Second, We go to paradise singing. The Day of Desire. An experiment—or whatever it had been. It had drained off of her rather quickly—that is to say the Desire in all of it. Partly for the obvious: that it had not been much fun. Standing with your freezing bum among the headstones and that girlfriend who naturally happened to come running from the rectory just at the moment when she truly realized it was rather shitty, all of it, and out of resentment Maj-Gun had, in other words, cried. In other words cried NOT because she was ashamed or because it was a pity about her. In any case not in the way the girlfriend with the saucer eyes had seen it, poor poor thing what have they done to you? Which of course had made Maj-Gun even more frustrated and in combination with the jealousy that also always came to the fore during that time, in the girlfriend’s immediate presence, she had suddenly been standing there, howling about the WONDERFUL in all of this… about the Desire that was great and strong and et cetera. Djeessuss. The girlfriend, who had not understood a thing, had looked at Maj-Gun, frightened and suddenly so unhappy, confused, alone (her father was very ill then too), who Maj-Gun had, many times afterward with Susette, developed even more of a bad conscience from it.

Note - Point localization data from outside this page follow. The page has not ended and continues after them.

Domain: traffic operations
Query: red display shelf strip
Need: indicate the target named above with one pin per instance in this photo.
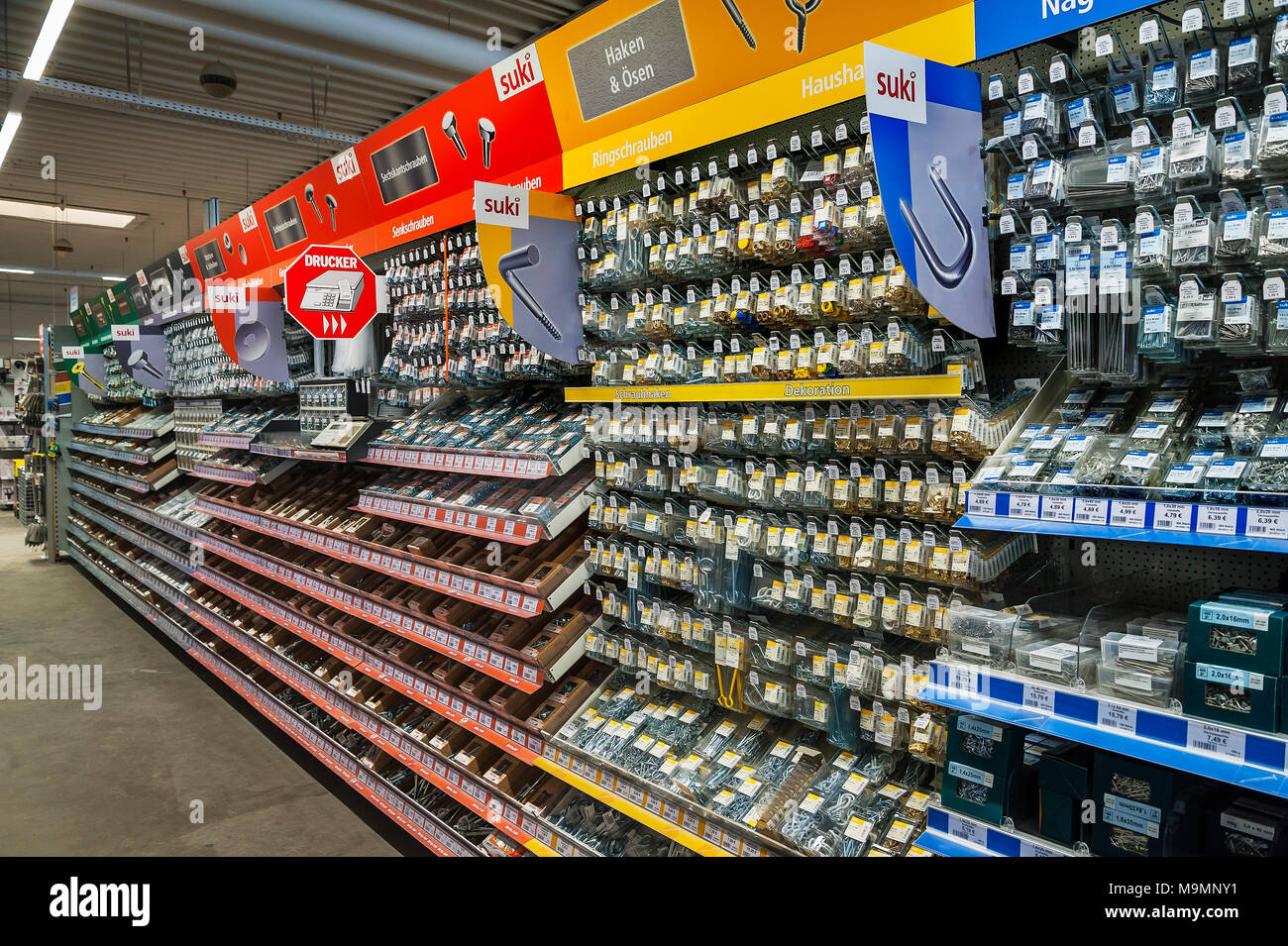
(424, 573)
(482, 719)
(520, 468)
(514, 530)
(471, 790)
(506, 667)
(404, 812)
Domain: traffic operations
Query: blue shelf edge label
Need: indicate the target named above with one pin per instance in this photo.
(1133, 515)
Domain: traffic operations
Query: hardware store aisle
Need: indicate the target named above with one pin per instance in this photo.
(120, 781)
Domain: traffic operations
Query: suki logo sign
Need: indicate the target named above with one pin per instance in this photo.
(897, 84)
(505, 206)
(516, 72)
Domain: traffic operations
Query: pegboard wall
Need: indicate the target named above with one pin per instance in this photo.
(1166, 576)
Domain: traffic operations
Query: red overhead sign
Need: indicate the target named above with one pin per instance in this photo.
(331, 292)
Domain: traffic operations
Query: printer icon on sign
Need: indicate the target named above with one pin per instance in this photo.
(336, 289)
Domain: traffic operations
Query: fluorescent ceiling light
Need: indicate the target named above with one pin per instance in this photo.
(52, 213)
(46, 40)
(7, 132)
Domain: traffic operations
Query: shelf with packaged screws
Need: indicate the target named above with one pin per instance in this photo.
(862, 693)
(1189, 460)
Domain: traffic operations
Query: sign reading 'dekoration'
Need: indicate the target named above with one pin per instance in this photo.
(639, 56)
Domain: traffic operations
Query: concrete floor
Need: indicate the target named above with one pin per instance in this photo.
(120, 781)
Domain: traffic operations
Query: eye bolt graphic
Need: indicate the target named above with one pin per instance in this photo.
(524, 259)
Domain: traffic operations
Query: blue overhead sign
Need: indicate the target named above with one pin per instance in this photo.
(1005, 25)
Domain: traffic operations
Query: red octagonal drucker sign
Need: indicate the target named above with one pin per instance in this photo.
(331, 292)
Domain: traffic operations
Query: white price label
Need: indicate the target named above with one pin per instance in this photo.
(1269, 524)
(1117, 716)
(1172, 516)
(1219, 740)
(1091, 511)
(1218, 520)
(967, 832)
(1041, 697)
(1127, 514)
(1057, 508)
(1024, 506)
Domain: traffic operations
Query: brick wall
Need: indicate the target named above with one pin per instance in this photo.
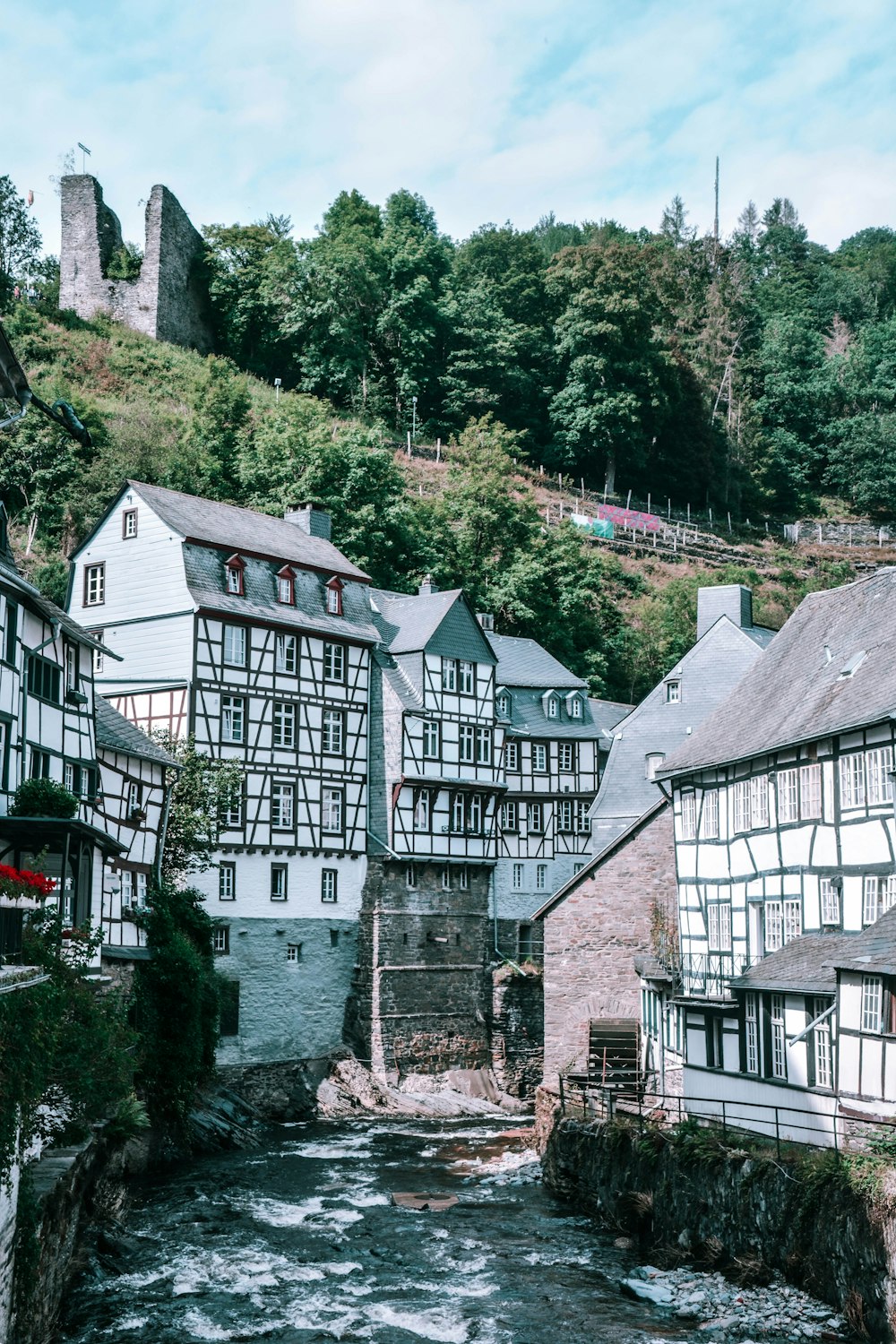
(592, 937)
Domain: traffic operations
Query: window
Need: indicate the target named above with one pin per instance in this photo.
(719, 925)
(228, 882)
(759, 801)
(236, 645)
(281, 806)
(287, 586)
(45, 679)
(333, 661)
(751, 1032)
(653, 762)
(777, 1032)
(829, 900)
(335, 597)
(688, 816)
(279, 873)
(509, 816)
(333, 731)
(234, 575)
(422, 811)
(94, 585)
(872, 1003)
(711, 814)
(285, 653)
(332, 811)
(11, 632)
(879, 763)
(231, 718)
(809, 790)
(852, 780)
(742, 806)
(788, 796)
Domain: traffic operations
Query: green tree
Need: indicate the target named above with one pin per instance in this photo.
(19, 241)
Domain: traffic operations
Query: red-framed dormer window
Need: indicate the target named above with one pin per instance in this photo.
(335, 597)
(234, 575)
(287, 586)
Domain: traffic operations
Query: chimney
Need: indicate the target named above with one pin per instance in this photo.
(312, 521)
(731, 599)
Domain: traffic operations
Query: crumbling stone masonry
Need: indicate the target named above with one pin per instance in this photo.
(169, 297)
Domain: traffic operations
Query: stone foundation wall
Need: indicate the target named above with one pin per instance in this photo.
(726, 1207)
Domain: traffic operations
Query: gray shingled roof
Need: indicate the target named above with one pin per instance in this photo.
(797, 693)
(204, 573)
(116, 733)
(804, 964)
(245, 530)
(871, 951)
(524, 663)
(707, 675)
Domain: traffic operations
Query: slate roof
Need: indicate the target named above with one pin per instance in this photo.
(48, 609)
(804, 964)
(524, 663)
(707, 675)
(797, 694)
(872, 951)
(117, 734)
(245, 530)
(204, 574)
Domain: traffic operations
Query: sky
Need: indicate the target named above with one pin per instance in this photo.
(490, 109)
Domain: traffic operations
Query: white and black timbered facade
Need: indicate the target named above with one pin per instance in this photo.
(786, 860)
(253, 634)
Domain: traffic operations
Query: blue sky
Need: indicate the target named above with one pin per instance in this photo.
(492, 109)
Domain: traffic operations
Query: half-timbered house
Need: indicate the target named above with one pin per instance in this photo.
(783, 814)
(252, 633)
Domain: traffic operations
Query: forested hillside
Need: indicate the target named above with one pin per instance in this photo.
(751, 374)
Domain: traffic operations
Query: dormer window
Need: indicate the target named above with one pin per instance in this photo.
(287, 586)
(234, 574)
(335, 597)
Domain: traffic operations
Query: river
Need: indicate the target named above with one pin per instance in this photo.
(300, 1241)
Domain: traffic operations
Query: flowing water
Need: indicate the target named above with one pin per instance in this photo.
(300, 1241)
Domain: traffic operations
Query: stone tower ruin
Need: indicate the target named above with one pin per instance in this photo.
(169, 297)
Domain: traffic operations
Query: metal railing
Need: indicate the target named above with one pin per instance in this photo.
(839, 1129)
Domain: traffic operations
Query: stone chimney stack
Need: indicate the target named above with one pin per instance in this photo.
(312, 521)
(731, 599)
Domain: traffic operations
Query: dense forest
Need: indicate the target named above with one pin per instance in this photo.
(754, 374)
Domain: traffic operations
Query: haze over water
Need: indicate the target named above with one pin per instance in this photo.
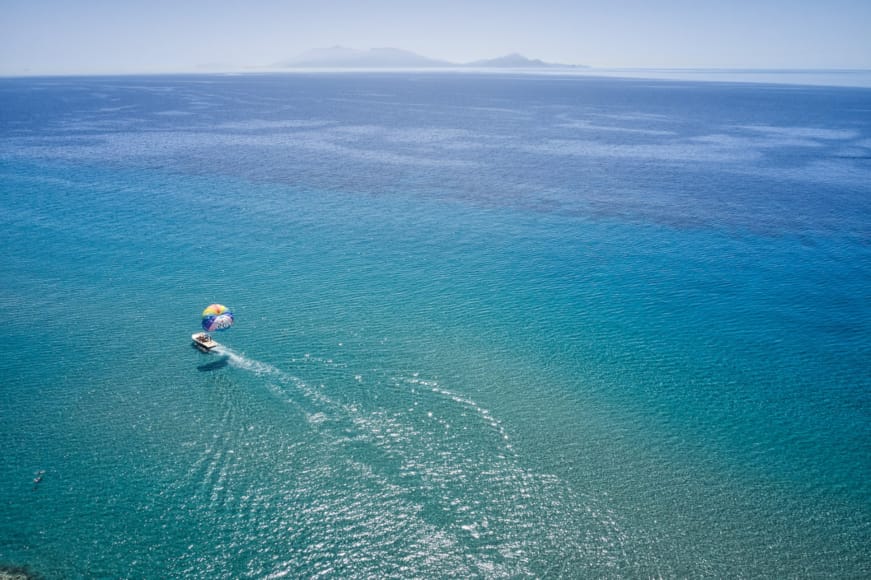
(486, 326)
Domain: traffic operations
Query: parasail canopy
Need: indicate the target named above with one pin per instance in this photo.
(217, 317)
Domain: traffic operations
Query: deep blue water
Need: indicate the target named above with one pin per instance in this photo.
(487, 326)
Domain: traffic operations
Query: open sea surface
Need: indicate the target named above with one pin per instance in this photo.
(486, 326)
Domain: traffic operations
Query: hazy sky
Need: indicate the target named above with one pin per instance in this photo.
(70, 36)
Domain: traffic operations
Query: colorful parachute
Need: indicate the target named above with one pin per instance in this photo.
(217, 317)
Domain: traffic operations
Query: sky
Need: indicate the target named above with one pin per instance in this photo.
(129, 36)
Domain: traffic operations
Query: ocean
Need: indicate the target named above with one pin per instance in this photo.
(487, 325)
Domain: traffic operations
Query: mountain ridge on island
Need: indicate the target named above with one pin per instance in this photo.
(386, 58)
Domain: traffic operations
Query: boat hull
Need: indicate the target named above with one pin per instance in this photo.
(203, 341)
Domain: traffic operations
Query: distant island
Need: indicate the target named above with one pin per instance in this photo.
(385, 58)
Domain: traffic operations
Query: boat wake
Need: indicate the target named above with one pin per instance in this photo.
(420, 480)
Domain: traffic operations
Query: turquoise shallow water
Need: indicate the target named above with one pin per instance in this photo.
(485, 327)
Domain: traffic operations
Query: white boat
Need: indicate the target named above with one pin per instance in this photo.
(203, 341)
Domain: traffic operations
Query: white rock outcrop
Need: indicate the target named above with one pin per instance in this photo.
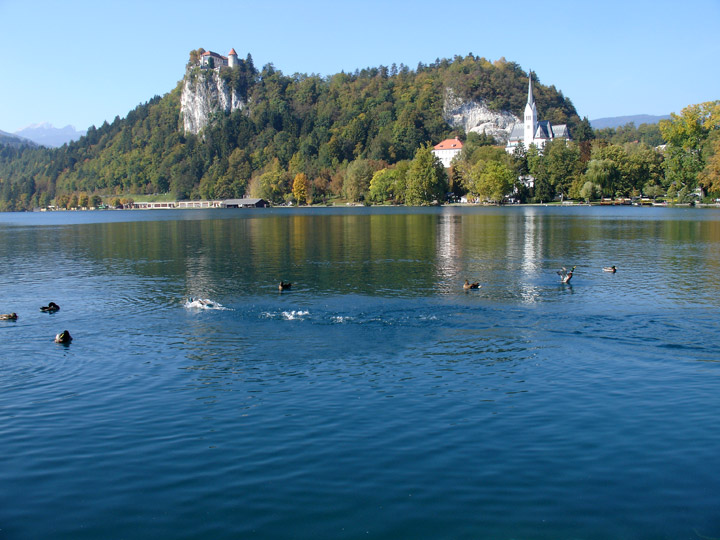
(204, 94)
(475, 116)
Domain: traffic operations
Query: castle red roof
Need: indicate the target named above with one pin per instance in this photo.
(449, 144)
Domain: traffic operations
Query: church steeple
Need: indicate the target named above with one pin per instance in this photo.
(530, 116)
(531, 98)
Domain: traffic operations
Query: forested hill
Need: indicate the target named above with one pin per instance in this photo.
(289, 124)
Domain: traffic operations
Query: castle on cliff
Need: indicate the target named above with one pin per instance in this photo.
(532, 131)
(210, 59)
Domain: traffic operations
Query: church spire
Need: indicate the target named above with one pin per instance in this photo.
(531, 98)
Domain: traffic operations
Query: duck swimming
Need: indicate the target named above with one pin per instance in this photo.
(63, 337)
(566, 276)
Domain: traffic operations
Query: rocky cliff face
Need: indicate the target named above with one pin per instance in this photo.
(475, 116)
(204, 94)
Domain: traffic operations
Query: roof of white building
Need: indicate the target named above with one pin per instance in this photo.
(449, 144)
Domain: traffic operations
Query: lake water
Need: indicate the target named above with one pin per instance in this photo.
(377, 398)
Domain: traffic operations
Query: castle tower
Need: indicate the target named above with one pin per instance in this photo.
(530, 116)
(232, 58)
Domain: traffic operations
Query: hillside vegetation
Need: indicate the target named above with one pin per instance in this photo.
(292, 124)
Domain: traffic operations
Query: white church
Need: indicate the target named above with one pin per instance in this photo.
(532, 131)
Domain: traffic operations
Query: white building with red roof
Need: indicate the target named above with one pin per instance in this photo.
(214, 60)
(447, 150)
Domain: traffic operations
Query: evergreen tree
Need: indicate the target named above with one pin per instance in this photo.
(426, 179)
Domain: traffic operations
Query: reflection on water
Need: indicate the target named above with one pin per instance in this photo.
(377, 397)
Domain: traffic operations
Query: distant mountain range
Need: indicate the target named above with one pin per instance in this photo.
(47, 135)
(617, 121)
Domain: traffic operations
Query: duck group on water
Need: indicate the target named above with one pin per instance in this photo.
(52, 307)
(63, 337)
(566, 276)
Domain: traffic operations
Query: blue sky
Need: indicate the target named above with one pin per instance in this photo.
(83, 62)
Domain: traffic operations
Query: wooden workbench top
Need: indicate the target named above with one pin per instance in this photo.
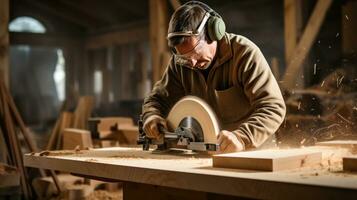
(196, 173)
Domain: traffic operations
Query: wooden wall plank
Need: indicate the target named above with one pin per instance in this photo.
(158, 32)
(4, 40)
(268, 160)
(117, 37)
(349, 163)
(304, 45)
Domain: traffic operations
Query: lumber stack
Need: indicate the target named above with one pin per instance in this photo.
(12, 126)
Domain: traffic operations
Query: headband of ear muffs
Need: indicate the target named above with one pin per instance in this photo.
(216, 27)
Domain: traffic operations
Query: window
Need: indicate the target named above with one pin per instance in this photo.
(26, 24)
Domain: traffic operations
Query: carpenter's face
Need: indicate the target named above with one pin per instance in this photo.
(195, 52)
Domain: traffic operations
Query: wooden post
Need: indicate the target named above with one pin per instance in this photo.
(292, 24)
(300, 52)
(292, 30)
(349, 28)
(158, 32)
(4, 41)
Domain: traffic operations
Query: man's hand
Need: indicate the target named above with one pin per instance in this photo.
(151, 126)
(229, 142)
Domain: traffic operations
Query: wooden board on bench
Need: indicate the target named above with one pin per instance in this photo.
(268, 160)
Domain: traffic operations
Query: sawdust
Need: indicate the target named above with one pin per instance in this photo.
(58, 153)
(105, 195)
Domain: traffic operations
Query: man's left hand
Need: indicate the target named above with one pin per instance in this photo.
(229, 142)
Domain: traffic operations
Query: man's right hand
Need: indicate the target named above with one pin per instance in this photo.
(151, 126)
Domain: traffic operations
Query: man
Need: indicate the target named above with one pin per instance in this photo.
(228, 71)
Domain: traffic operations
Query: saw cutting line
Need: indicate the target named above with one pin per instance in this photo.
(197, 108)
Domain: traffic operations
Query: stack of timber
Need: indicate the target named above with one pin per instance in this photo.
(114, 131)
(12, 126)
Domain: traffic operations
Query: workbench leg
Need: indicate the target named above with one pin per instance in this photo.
(133, 191)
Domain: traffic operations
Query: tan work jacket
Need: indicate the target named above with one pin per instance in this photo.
(240, 88)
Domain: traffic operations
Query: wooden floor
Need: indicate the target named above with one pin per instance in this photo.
(192, 172)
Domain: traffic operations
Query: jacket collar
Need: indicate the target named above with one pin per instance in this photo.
(224, 50)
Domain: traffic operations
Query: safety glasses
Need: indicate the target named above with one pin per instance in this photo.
(193, 54)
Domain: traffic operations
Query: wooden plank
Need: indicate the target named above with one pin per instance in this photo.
(268, 160)
(44, 39)
(348, 29)
(292, 23)
(158, 32)
(195, 172)
(351, 144)
(65, 12)
(9, 176)
(4, 41)
(305, 43)
(76, 137)
(349, 163)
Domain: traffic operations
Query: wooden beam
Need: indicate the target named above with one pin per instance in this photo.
(65, 12)
(292, 21)
(118, 37)
(304, 45)
(196, 173)
(268, 160)
(349, 28)
(39, 39)
(4, 41)
(158, 32)
(175, 4)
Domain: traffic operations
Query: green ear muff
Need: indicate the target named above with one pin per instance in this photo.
(216, 28)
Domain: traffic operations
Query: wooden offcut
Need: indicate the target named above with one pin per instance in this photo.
(349, 163)
(76, 137)
(268, 160)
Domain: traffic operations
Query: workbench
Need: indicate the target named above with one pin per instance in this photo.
(170, 176)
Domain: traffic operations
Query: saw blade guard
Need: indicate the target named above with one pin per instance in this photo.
(195, 108)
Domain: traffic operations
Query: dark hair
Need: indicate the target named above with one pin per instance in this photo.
(186, 18)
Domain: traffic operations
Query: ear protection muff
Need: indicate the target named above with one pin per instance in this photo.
(216, 27)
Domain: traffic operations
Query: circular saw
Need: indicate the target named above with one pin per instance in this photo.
(192, 125)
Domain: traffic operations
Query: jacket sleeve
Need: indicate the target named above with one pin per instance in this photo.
(165, 93)
(264, 95)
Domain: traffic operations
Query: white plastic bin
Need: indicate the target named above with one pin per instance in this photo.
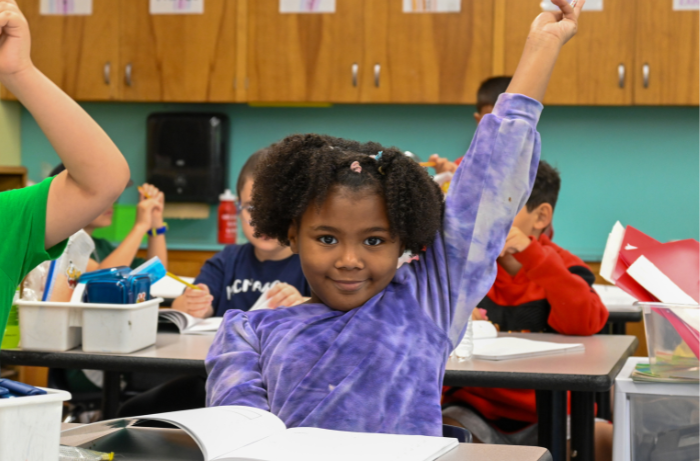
(110, 328)
(654, 421)
(30, 427)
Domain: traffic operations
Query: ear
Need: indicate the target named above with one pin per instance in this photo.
(293, 235)
(544, 214)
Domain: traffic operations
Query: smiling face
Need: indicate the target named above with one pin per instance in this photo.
(347, 252)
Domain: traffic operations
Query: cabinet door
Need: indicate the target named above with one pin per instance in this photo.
(426, 57)
(595, 67)
(178, 57)
(78, 53)
(667, 42)
(304, 57)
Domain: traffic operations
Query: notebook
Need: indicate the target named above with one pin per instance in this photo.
(186, 324)
(235, 433)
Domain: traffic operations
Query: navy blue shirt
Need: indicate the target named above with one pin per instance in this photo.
(237, 279)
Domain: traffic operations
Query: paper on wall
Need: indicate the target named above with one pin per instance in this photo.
(432, 6)
(591, 5)
(307, 6)
(686, 5)
(65, 7)
(177, 7)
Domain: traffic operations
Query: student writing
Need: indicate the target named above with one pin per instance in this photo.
(370, 328)
(36, 220)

But as said, not amusing. Something violating about it too, there among the headstones, “receive.” That is to say, completely private. The innocence of one’s childhood. The boys who had come to the cemetery, the hayseeds often with some religious affiliation. Well, she had not really bothered about it actually, but afterward they had not looked at her and those years later, on the square, they seemed to have completely and totally forgotten that it was her, the Happy Harlot, the same person as the fatty in the newsstand, “today is the first day of the rest of your life.” The Happy Harlot had just been an idea to them. They drove cars around around the square, but around others “just think what Madonna has done for fashion,” girls like that, or that hollow-eyed one who had suddenly been there again—Susette Packlén, “I am fascinated by the Death in her,” silk velvet rag scraps rug rags. That one.